How much involvement that the Radical Republicans had with Lincoln’s assassination may never be fully known. They certainly were not disappointed with his death. He showed that he would treat the Southern States much less harshly than the Radical Republicans desired. His death, which the Radical Republicans blamed on the South, was a propaganda victory for them. They used it to whip up popular support in the North and to squash any organized opposition to their draconian Reconstruction program. If high-level Illuminists did not actually order his association, they almost certainly consented to it.
The weapon that the Radical Republicans undertook to use to destroy Southern Aryans was the Negro. They promised Negroes social and political equality, which both President Lincoln and President Johnson opposed. White Northern scum was sent South to fraternize with Negroes in their shacks. Many freed slaves adopted the life of idleness—the United States government had become their new master and was supporting them, as it does even to this day. Many were vagrants, drunkards, and criminals. When the Southern States attempted to bring order by adopting antivagrancy work codes and laws proscribing immorality, miscegenation, and the like, Radical Republicans condemned them. Although these laws copied almost verbatim similar laws in the North, they were not appropriate for the South. The South needed destroying.
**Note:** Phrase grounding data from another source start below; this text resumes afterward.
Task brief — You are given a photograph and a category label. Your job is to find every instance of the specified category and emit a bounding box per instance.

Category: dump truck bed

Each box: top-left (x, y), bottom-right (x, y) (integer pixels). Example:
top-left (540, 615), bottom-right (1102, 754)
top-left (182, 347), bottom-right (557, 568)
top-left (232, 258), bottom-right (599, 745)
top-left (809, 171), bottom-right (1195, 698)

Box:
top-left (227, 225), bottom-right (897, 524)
Furthermore, the United States government forced the Southern States to enfranchise Negroes while most Northern States did not allow them to vote. To increase the political power of the Negroes, and those who controlled them, many Aryans were denied the vote. Thus, Southern haters could easily manipulate ignorant Negroes to the disadvantage of the Southern States and Southern Aryans.
Negroes were organized into Union Leagues and Loyal Leagues. These societies had elaborate ceremonies, passwords, and solemn oaths. Members spent much time marching and drilling. Stern discipline was imposed. Members were intimidated and promised death if they voted for a Democrat. Negroes who deviated from the society’s directives were often whipped. Northerners filled them with inflammatory speeches promising them land owned by Aryans. Thus, racial hatred was instilled in Negroes.
The destruction of the South and the imposition of martial law on the Southern States were carried out, in part, through the Reconstruction Acts. Under the threat of military might, the Southern States were coerced into ratifying the three Reconstruction amendments to the United States Constitution. Samuel P. Chase, Chief Justice of the United States Supreme Court, supported the Reconstruction Acts and resisted all challenges to them. He led the Court in declaring them constitutional.
Chase was a New York banker. Between 1830 and 1860, he actively aided fugitive slaves in Ohio. He was Lincoln’s Secretary of the Treasury. As Secretary of the Treasury, he developed the national banking system and issued the first paper money of the United States not backed by gold.
Reconstruction formally ended in 1877, but efforts to reconstruct the South into the image of Illuminism continue to this day. One of the most odious elements of Reconstruction still found in the South today is federal supervision of elections.